UK policy needs to promote smart grids and embrace renewable energy projects more
As three of Britain’s largest energy companies, British Gas, Npower and Scottish Power, announced rises in gas and electricity prices – expected to add between £80 and £110 to the typical annual household bill – the focus on sustainability and the smarter use of energy has once again been thrust into the public domain.
If the Government is to meet the 2020 emissions targets and tackle the population’s increasing discord with energy prices, the economic benefits of smart grids – to individual households – as well as the ecological benefits of greater plurality within the energy markets needs to be championed more.
Speaking at the first global Ecoisland Summit on the Isle of Wight earlier this week, the UK Minister for Energy John Hayes said; “the island’s plans to deploy smart grid technologies and locally-owned renewables projects provided a template that should be replicated across UK, and around the world.”
As more renewables come on grid the Government must show more commitment to removing barriers to entry into the energy market for new operators and individual schemes.
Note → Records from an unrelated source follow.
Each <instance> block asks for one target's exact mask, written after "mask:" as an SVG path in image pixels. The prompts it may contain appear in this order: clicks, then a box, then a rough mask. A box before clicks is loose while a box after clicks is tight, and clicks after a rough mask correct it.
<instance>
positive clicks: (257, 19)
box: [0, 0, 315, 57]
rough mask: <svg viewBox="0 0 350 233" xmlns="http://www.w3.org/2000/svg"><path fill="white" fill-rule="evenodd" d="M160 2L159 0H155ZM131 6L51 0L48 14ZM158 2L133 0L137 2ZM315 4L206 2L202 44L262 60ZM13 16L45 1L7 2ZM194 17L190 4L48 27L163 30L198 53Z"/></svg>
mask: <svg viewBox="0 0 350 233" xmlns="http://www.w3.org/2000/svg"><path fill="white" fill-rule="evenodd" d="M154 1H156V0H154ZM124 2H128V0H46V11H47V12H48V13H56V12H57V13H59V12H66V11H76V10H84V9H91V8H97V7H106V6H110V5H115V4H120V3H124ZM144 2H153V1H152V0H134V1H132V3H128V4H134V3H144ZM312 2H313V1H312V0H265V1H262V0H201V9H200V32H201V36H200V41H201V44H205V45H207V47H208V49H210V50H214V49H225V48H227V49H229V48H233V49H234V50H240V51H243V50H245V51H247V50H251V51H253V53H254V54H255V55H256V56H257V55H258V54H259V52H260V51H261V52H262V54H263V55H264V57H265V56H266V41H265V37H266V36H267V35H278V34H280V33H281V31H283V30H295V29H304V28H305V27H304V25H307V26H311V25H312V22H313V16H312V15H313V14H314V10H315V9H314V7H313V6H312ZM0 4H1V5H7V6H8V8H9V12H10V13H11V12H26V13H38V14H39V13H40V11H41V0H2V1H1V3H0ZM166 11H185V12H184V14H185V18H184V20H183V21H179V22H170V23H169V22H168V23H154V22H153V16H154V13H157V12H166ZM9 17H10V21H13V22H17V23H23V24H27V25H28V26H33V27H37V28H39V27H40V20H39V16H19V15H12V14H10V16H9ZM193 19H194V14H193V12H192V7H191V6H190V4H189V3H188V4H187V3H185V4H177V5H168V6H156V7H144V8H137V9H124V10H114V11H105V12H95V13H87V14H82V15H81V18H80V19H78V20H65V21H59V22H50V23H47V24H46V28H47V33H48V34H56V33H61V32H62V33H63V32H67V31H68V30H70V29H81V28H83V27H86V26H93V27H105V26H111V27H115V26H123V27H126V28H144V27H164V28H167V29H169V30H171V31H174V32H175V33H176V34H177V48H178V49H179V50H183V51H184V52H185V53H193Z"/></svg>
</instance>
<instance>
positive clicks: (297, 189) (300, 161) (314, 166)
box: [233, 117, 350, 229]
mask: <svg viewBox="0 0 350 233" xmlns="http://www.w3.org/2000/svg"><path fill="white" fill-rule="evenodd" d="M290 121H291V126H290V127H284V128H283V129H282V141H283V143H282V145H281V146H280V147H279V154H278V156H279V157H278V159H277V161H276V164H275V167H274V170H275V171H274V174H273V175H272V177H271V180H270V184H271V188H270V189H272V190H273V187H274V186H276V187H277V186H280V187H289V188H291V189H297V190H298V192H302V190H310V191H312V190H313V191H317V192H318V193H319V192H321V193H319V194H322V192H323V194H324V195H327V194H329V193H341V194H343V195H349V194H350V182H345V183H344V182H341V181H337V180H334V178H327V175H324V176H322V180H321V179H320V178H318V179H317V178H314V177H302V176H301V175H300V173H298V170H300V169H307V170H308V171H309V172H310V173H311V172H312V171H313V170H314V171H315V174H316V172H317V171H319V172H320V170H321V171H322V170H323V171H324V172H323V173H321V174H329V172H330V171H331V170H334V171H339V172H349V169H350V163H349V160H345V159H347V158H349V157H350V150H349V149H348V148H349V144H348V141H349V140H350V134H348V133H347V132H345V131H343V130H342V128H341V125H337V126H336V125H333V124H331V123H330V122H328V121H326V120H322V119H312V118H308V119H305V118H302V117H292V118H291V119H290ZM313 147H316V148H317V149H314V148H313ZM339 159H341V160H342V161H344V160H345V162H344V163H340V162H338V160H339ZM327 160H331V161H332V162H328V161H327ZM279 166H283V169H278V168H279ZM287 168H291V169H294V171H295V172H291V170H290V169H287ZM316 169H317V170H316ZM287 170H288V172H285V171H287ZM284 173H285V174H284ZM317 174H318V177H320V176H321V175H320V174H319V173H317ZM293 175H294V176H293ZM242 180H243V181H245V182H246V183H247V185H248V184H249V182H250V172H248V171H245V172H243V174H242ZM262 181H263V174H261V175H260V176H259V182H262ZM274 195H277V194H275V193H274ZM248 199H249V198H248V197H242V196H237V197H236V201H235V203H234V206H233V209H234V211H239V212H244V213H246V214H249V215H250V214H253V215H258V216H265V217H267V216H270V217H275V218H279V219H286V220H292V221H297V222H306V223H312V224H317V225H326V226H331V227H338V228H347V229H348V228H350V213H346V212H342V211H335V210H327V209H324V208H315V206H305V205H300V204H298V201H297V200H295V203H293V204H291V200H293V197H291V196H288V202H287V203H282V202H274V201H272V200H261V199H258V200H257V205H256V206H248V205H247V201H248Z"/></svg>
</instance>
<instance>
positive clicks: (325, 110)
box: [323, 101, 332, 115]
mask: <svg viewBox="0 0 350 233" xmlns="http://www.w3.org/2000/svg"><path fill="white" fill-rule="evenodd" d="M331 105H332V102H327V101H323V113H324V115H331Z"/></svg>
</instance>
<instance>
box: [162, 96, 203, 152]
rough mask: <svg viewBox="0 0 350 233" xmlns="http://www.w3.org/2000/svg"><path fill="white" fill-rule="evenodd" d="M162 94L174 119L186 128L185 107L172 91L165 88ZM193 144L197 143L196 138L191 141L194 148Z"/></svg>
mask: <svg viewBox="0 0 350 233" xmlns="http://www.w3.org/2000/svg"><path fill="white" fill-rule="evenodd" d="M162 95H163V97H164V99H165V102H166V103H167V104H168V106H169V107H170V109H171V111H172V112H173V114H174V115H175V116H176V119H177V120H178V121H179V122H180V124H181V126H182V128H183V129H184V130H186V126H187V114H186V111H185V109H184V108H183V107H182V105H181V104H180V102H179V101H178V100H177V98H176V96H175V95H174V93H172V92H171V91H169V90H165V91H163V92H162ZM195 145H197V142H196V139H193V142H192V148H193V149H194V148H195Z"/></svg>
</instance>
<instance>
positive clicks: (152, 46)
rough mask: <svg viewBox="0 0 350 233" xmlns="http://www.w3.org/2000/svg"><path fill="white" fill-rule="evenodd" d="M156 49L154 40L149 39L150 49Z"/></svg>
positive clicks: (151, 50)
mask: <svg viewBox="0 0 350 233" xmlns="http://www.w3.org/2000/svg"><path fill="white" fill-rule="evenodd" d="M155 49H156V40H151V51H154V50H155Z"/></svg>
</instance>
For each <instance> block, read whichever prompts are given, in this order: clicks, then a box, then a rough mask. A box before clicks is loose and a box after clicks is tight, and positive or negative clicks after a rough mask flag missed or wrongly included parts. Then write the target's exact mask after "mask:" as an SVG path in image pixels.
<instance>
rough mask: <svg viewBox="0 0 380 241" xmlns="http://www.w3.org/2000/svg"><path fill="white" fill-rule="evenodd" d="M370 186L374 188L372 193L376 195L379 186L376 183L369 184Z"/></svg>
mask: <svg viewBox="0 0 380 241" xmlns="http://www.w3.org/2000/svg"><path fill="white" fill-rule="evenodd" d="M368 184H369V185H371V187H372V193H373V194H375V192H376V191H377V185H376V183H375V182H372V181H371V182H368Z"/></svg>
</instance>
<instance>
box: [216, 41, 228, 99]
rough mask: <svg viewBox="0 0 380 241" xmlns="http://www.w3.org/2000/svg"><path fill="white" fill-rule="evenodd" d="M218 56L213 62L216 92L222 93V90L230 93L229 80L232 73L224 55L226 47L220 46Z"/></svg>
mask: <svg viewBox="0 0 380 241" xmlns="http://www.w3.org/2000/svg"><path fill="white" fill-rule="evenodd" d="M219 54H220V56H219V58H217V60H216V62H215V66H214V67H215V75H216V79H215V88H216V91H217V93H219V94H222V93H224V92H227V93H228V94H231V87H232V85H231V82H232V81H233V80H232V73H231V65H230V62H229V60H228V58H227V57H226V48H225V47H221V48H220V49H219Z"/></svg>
If more plurality with in the energy markets can be delivered, it stands to not only benefit the environment (as the Isle of Wight Ecoisland scheme is beginning to show), but also the consumer.
The Minister added; “we need to drive smart grids to get more out of our energy assets in an intelligent way, thus ensuring consumers pay less. Too much of the debate has traditionally been focused on generation and not consumption – we must think more about demand management.”